Researchers at the University of Connecticut analyzed data from 4,039 men and women enrolled in the National Health and Nutrition Examination Survey (NHANES) 2007-2012. Total antioxidant intake from food and dietary supplements was calculated from subject responses to two 24-hour dietary recall questionnaires.
Tea, antioxidant supplements, vegetables, orange juice, berries and wine were the top contributors to total antioxidant capacity. Among subjects who used antioxidant supplements, total antioxidant capacity was 1.6 times higher than nonusers. Supplemental vitamin C accounted for 28% of total TAC, vitamin E for 2.1%, and flavonoids for 1.2% among users. Supplement users also consumed more antioxidants from food in comparison with those who did not use supplements.

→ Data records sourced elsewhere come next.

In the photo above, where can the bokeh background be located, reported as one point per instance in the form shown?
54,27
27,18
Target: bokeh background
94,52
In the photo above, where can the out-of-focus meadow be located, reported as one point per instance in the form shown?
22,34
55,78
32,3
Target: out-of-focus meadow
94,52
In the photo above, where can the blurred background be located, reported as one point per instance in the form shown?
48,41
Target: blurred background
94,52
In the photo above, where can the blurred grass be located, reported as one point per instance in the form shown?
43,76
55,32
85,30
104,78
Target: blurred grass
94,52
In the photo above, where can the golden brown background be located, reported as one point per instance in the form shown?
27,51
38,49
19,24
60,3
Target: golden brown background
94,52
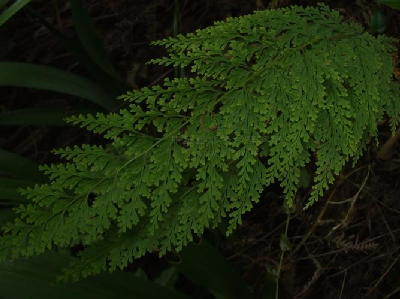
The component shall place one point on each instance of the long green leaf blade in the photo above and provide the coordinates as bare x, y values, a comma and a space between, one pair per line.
35, 279
45, 116
89, 38
108, 82
3, 3
48, 78
15, 165
204, 265
13, 9
9, 190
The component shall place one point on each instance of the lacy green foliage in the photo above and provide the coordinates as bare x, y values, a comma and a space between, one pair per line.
267, 91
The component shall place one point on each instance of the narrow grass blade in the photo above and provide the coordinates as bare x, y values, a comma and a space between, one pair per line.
13, 9
204, 265
395, 4
48, 78
46, 116
35, 279
89, 38
108, 82
20, 167
9, 187
6, 215
3, 3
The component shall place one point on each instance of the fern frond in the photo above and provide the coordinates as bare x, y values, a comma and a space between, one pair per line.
267, 94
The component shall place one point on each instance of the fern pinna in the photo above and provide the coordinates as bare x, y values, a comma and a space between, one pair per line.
265, 92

Increased TAC from diet and supplements was associated with significantly lower triglycerides, triglycerides to high-density lipoprotein (HDL) cholesterol ratio, insulin resistance and inflammation, and an increase in high-density lipoprotein (HDL) cholesterol.
“Our findings support the hypothesis that an antioxidant-rich diet and intake of supplements are beneficial in reducing cardiovascular disease risk,” they conclude.